Using two varieties of apples and the addition of baking powder and baking soda to the crumb topping. And be sure to use Ceylon cinnamon. Ceylon cinnamon is “true” cinnamon and is healthier and safer than grocery store “cassia” cinnamon.
- 10 cups baking apples peeled, cored, and cut into wedges ( For a rich flavor,I like to choose 2 types: Jonagold, Granny Smith, Braeburn, Honeycrisp, Gala, or Gravenstein)
- 1 cup sugar
- 2 tablespoons flour
- 1 tsp Ceylon Cinnamon
- 1 cup flour
- 1 cup rolled oats
- 1 cup brown sugar
- ¼ tsp baking powder
- ¼ tsp baking soda
- 1/2 teaspoon ground Ceylon Cinnamon
- ½ cup butter, melted
- Reduced Fat Vanilla Ice Cream, to serve on top if desired
Preheat the oven to 350 degrees F.
For the fruit filling:
In a large mixing bowl, toss together the apples, sugar, flour and cinnamon.

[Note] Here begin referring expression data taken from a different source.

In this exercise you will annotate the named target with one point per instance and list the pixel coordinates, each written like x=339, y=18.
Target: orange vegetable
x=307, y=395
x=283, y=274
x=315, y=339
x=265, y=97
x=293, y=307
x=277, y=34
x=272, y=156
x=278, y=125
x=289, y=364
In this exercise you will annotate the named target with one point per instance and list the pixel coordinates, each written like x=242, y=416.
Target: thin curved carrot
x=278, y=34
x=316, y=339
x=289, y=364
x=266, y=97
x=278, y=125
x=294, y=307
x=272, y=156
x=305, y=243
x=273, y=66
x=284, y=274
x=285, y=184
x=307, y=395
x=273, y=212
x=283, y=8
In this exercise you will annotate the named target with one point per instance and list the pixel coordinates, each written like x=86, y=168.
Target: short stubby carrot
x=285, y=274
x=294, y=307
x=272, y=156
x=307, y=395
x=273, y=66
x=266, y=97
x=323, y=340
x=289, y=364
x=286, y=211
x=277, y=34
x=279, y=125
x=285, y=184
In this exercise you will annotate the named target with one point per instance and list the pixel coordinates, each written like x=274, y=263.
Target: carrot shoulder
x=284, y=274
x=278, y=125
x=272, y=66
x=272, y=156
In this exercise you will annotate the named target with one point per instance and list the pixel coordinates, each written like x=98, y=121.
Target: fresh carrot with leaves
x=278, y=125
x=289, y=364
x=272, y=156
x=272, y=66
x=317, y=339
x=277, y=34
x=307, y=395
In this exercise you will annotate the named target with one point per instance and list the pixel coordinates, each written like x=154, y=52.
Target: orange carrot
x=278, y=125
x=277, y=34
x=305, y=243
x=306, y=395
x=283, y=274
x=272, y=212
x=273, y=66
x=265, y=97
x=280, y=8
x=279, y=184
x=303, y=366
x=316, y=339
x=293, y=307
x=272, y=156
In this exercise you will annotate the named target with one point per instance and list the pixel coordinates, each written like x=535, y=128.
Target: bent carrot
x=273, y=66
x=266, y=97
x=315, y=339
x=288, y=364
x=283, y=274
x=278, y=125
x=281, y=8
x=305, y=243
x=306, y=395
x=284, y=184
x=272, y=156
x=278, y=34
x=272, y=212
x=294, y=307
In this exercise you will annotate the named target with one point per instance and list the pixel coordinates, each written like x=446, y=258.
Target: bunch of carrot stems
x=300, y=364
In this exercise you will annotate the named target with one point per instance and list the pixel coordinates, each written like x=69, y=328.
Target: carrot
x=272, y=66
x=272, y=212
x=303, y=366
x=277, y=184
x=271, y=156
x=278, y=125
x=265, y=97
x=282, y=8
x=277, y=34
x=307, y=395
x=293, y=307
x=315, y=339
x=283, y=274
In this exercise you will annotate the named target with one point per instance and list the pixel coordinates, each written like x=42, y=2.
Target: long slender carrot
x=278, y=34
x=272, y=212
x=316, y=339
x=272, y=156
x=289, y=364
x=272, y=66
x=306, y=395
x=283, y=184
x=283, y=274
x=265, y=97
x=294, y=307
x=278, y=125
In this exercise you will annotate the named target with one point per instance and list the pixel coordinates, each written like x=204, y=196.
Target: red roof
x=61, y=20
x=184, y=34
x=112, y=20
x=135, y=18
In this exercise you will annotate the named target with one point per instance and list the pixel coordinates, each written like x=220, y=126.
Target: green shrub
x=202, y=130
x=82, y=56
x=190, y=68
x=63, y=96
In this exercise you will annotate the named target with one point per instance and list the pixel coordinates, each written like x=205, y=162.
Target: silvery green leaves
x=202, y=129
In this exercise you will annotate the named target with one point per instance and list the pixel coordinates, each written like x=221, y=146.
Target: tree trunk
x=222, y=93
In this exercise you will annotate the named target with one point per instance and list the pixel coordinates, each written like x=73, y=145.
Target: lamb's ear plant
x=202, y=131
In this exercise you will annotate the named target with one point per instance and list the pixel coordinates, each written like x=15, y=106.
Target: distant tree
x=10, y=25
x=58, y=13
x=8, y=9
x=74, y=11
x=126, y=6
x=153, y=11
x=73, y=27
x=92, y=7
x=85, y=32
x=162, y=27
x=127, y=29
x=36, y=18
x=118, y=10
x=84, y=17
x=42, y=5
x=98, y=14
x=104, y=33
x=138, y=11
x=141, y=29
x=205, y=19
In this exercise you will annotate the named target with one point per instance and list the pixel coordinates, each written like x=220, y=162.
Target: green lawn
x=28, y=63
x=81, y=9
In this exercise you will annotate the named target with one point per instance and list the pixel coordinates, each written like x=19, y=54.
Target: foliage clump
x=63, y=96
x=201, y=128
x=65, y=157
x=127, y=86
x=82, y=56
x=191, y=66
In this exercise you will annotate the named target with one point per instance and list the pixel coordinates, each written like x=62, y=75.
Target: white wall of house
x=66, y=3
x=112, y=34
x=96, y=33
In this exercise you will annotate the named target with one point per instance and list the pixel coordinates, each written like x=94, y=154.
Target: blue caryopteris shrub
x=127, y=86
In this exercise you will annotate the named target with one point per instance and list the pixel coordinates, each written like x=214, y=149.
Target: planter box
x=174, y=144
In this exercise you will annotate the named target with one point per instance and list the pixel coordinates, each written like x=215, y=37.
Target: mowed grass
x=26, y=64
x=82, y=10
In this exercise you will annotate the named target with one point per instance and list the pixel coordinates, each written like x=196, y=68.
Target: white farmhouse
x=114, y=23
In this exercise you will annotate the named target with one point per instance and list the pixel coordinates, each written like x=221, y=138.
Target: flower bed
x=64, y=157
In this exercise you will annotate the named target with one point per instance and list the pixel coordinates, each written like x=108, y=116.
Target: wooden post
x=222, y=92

Pour the apple mixture into a buttered 2-quart baking dish and set aside.
For the topping:
In a large mixing bowl, add the flour, rolled oats, brown sugar, baking powder, baking soda, cinnamon and stir to combine ingredient. Add the melted butter and with a fork, mix the butter into the flour mixture just until it comes together and large clumps form.
Sprinkle the topping evenly over the fruit. Bake the apple crisp until the fruit is bubbling and the topping is golden brown and crisp, about 45 minutes.
Serve the crisp warm with reduced fat vanilla ice cream, if desired.